Earlier yesterday, Yesh Din appealed to Israel's Supreme Court on behalf of four villages surrounding Adei-Ad, demanding that the military enforce long-standing orders to dismantle such unauthorized settlements. Adei-Ad is one of dozens of such outposts set up by settlers across the West Bank without government authorisation, though a number have been retroactively legalised.
Reut Mor, spokeswoman for Yesh Din, who was present at the march, said: “There was no provocation or stone-throwing, no violence by the protesters. Straight away the soldiers used tear gas and stun grenades on people walking with olive trees.”
The international community considers all settlements, including those sanctioned by the government, to be illegal. The settlements are built on occupied lands the Palestinian seek for a future state.
Meanwhile, a Palestinian activist said he hoped the #ICantBreathe hashtag would draw more attention to Mr Abu Ain's death. "What is happening here is no different from the discrimination against blacks in America," said Mahmoud Hreidat.
The death ignites further tensions during a time when Israeli-Palestinian ties are particularly fraught.
This is due to Muslim perceptions of an Israeli threat to al-Aqsa mosque, Islam’s third holiest site; a wave of Palestinian violence against Israelis that culminated in an attack on a Jerusalem synagogue, and the breakdown of the peace process and current Palestinian efforts to secure a UN security resolution on ending Israel’s hold on occupied territories. The death was termed a “murder” and an “assassination” by Palestinian officials.
This calls for a political reply equal to the magnitude of the crime itself,” said Qais Abdul Karim, a Palestinian legislator and Abbas ally before a leadership meeting scheduled for last night to weigh responses. He said the main proposal that would be discussed was “to speed up accession of Palestine to international conventions and organisations” including the International Criminal Court (ICC). Israel is doggedly opposed to such accession, fearing the Palestinians will use the ICC to prosecute alleged Israeli war crimes.
Jibril Rajoub, a leader in Mr Abbas’s Fatah movement called for the suspension of the security cooperation between Palestinian forces and the Israeli army that has been responsible for thwarting attacks on Israeli targets.
Mr Abbas declared three days of mourning and said the death was a result of a “savage attack”.
Mr Abu Ein is to be buried today after an autopsy. The Israeli army released a statement saying that the Palestinians had agreed to the participation of an Israeli pathologist, but there was no confirmation of this from the Palestinian Authority. “We will take the required and necessary steps after knowing the results of the investigation,” Mr Abbas said. An Israeli official said: ‘’We express regret at the death of anyone and we have offered to conduct a joint investigation.”

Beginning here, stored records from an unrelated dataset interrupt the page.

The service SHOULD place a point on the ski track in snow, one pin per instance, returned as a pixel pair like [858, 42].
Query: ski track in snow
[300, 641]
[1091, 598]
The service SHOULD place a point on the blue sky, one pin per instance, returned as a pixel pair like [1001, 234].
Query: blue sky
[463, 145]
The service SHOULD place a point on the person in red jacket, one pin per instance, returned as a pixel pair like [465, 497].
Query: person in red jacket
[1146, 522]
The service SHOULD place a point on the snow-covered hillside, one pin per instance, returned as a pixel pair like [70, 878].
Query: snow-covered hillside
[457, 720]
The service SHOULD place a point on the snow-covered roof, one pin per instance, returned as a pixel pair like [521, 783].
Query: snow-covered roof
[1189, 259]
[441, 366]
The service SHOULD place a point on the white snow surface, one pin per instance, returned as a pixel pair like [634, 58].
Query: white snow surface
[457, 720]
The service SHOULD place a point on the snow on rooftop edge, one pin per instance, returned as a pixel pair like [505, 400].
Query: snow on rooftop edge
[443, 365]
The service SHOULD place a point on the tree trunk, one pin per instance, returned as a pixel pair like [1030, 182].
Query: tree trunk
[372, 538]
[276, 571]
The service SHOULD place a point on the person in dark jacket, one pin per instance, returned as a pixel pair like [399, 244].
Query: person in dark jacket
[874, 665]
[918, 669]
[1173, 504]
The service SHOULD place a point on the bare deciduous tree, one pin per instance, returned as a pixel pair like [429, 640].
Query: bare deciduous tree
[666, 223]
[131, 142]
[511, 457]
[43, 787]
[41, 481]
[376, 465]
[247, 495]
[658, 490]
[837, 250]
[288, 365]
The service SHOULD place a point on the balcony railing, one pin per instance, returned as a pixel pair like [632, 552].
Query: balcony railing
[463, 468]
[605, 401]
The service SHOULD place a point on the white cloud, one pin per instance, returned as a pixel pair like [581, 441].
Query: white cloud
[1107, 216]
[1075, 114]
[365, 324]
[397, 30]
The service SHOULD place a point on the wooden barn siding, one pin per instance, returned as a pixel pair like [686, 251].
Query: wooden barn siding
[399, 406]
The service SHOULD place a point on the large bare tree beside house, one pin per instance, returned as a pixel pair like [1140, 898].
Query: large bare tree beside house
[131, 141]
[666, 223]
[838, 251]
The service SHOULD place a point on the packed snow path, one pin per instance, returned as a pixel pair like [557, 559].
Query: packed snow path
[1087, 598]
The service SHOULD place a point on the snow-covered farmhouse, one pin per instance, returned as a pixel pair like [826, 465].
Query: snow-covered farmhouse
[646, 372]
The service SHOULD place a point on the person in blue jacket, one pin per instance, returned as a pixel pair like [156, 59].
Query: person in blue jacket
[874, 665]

UN Secretary General Ban Ki-moon called for an investigation into the death, and urged “all sides to exercise maximum restraint and avoid escalation”.
Meanwhile, the US Secretary of State John Kerry will travel to Rome on Sunday for talks with Israeli Prime Minister Benjamin Netanyahu on developments in Israel and the West Bank.
The meeting comes as Jordan pushes to begin talks with United Nations Security Council members on Palestinian and European proposals for a draft resolution to end the Middle East conflict. Jordan circulated a Palestinian-drafted resolution to the 15-member council last month calling for Israeli occupation of Palestinian territory to end by November 2016.
In September UK foreign secretary, Philip Hammond, condemned the illegal settlements after Israel announced plans to seize 990 acres of Palestinian land near Gvaot to create new city.
"Our position on settlements is clear," Hammond said. "They are illegal under international law, present an obstacle to peace and take us further away from a two-state solution at a time when negotiations to achieve this objective urgently need to be resumed."